Londra si dipingeva di fronte agli occhi di Davide come se lui fosse solo uno spettatore, la “musica” lo guidava, la musica composta dai rumori, ma anche dagli arpeggi di un chitarrista in una piazza, o dalle parole di una coppia o di una compagnia di amici. Ogni tanto la melodia andava scemando e l’indice della mano sinistra tornava a premere quel play, distrattamente, quasi istintivamente.

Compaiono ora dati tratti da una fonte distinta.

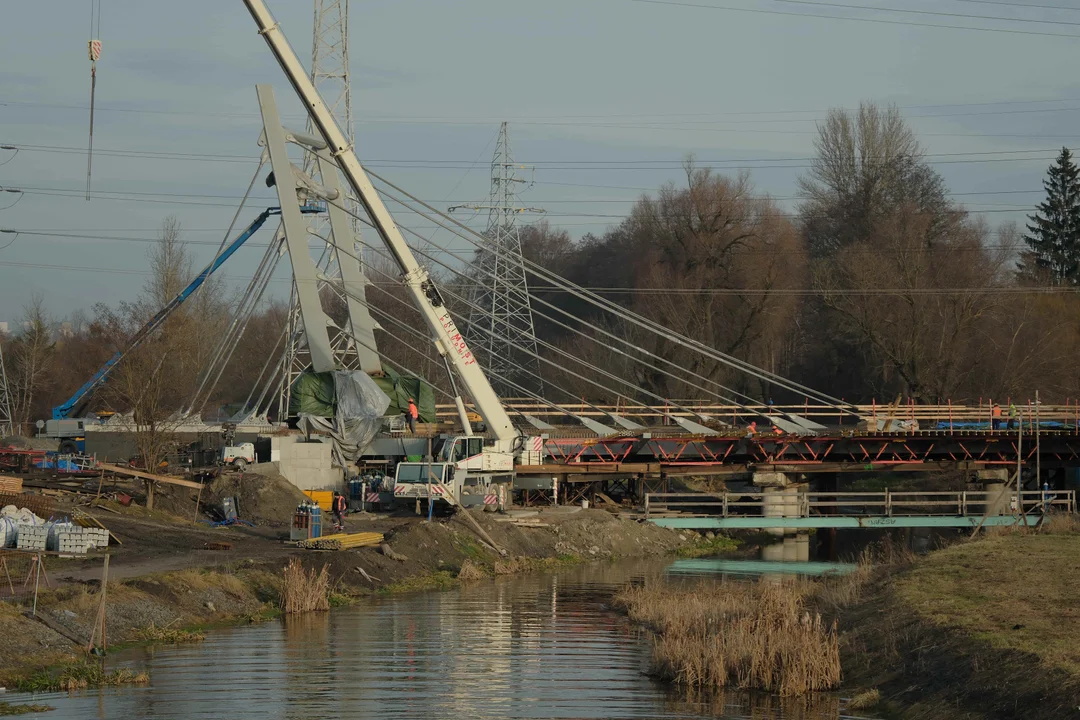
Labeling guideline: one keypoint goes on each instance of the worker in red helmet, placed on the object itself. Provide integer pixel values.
(412, 415)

Quando il pennello venne infine riposto in un angolo e i rumori di Londra furono abbandonati, Davide si concesse un attimo per ammirare Londra, l’aveva ascoltata, aveva vissuto i minuti, le ore di alcuni dei suoi luoghi, ma ora, di fronte ai suoi occhi, su quella tela, i colori e le forme di Londra erano distinti, ben visibili e non più aloni sfocati di colori o forme indistinte.
Lo sguardo si volse poi al resto della stanza. In un angolo troneggiava la vivace, ed al contempo severa Mosca, in un altro la calda Madrid, in un altro ancora l’antica e colma di saggezza Roma, e molte altre ve  n’erano accatastate alle pareti. Così Davide viaggiava e viaggiava e viaggiava. Così esplorava il mondo: attraverso le orecchie di Nicol, e attraverso il suo pennello. Il mondo per lui non era altro che un enorme, infinita e impossibile canzone, una melodia che aspettava solo d’esser dipinta, e il suo compito, il suo più grande desiderio ed aspirazione era quello, era esattamente quello, di dipingere il mondo da parte a parte, dipingere ogni suo rumore, ogni sua musica, per quanto distante o irraggiungibile essa fosse.